TUJUH BIDADARI SOSIOLOGI AGAMA LULUS TERBAIK


Jurusan Sosiologi Agama (SA) sebagai salah satu jurusan terbungsu di IAIN Sultan Amai Gorontalo, untuk pertama kalinya melahirkan sarjana baru (Sarjana Sosial disingkat S.Sos). Jurusan yang mulai beroperasi sejak bulan September 2015 dan menjadi salah satu jurusan yang banyak diminati calon mahasiswa baru ini, kemarin (7/8), berlokasi di puncak Botubarani, resmi meyudisium 7 mahasiswa angkatan pertama.

7 mahasiswa yang semuanya perempuan berparas cantik tersebut diyudisium bersama 68 mahasiswa dari 6 jurusan lainnya di Fakultas Ushuluddin dan Dakwah. Tak tanggung-tanggung, ketujuh bidadari tersebut berhasil menyabet prestasi akademik terbaik dengan predikat cumlaude.

Menurut kajur SA, Momy A. Hunowu, M.Si. memang sejak masa-masa perkuliahan, tujuh mahasiswi ini terlihat sebagai tim yang solid dan kompak, selalu bekerjasama dalam menyelesaikan tugas-tugas perkuliahan, dan pada penyelesaian akhir ini, mereka saling memberi support dan berkomitmen selesai bersama-sama. "Sangat kontras dengan mahasiswa laki-laki yang cenderung bergerak sendiri-sendiri sehingga belum ada satupun dari mereka yang bisa membersamai 7 putri terbaik SA ini"

Lanjut Kajur, "Sebetulnya ada 12 dari 18 mahasiswa angkatan pertama yang masih aktif, 2 diantaranya; Rusliono dan Endi Todong sudah berhasil menyelesaikan KKS dan Komprehensif, hanya saja 1 orang tersandung nilai 1 matakuliah yang tersisa dan satunya lagi terkendala dalam penulisan skripsi.
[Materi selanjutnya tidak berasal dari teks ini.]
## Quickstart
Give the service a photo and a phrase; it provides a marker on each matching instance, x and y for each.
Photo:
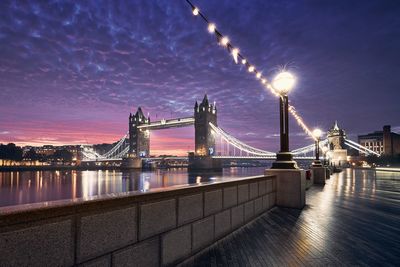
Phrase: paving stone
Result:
(145, 253)
(43, 245)
(230, 197)
(203, 233)
(157, 217)
(176, 245)
(190, 208)
(102, 233)
(212, 202)
(243, 193)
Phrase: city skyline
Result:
(71, 73)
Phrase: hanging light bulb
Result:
(211, 27)
(224, 41)
(235, 53)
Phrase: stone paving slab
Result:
(354, 220)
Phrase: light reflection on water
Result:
(31, 187)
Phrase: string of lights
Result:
(238, 57)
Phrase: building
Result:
(382, 142)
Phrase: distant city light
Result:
(211, 28)
(224, 41)
(317, 133)
(235, 53)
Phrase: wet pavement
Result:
(354, 220)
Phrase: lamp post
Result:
(317, 134)
(324, 151)
(283, 83)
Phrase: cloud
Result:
(86, 65)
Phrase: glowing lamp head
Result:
(211, 28)
(283, 82)
(224, 41)
(317, 133)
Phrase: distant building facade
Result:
(382, 142)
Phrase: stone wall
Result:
(157, 228)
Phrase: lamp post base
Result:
(317, 163)
(284, 160)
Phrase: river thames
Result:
(39, 186)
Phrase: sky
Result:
(72, 71)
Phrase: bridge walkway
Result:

Sementara itu, 3 mahasiswa lainnya belum mencapai nilai SKS yang dipersyaratkan untuk mengikuti tahapan kegiatan akhir yaitu PPL, KKS, ujian komprehensif dan munaqasyah"
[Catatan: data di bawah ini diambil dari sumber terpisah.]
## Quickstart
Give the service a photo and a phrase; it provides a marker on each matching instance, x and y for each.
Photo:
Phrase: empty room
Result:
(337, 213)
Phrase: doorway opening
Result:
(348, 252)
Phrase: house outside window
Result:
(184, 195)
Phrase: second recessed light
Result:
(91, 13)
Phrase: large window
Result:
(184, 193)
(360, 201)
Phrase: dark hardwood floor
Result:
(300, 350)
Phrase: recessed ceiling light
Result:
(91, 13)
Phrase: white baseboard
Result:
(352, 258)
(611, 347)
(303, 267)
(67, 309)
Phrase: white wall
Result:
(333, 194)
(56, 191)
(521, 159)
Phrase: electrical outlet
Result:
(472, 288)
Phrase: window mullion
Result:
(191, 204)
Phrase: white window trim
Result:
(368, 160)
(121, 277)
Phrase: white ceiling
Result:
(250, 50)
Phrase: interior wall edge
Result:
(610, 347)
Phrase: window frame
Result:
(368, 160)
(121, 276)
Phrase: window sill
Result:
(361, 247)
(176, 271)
Tujuh lulusan terbaik SA akan melenggang ke pentas wisuda bersama calon wisudawan 4 Fakultas di IAIN Sultan Amai Gorontalo pada akhir Agustus ini, mereka adalah Aluiya Is. Kiman, Sri Olha Kulabu, Sri Rahayu K. Sabunge, Widiastuti Lareko, Yulandri N. Mahmud, Sartika Dj. Poiyo dan Suhartin Ruchban semuanya telah mendapat tambahan nama S.Sos dibelakang namanya.

Seperti finalis pada ajang pemilihan wanita cantik dan berbakat; putri Indonesia, mereka tak hanya cantik secara fisik tetapi juga memiliki kecantikan intelektual. "Insya Allah ketujuh mahasiswi lulusan terbaik ini langsung melanjutkan pendidikan ke jenjang S2 sehingga kelak mereka akan memperkaya SDM di jurusan SA yang masih minim tenaga dosen ini" demikian harapan Kajur SA.

Apa yang menjadi harapan Kajur SA di atas senada dengan yang disampaikan Dekan FUD, Dr. Mashadi, M.Si."Saya meminta kalian untuk tidak berhenti belajar, disamping terus menjaga citra baik di masyarakat. Dan yang paling penting adalah bahwa kalian merupakan corong terdepan dalam mensosialisasikan FUD dan IAIN Sultan Amai Gorontalo di luar sana" tutur Dr, Mashadi di penghujung sambutan.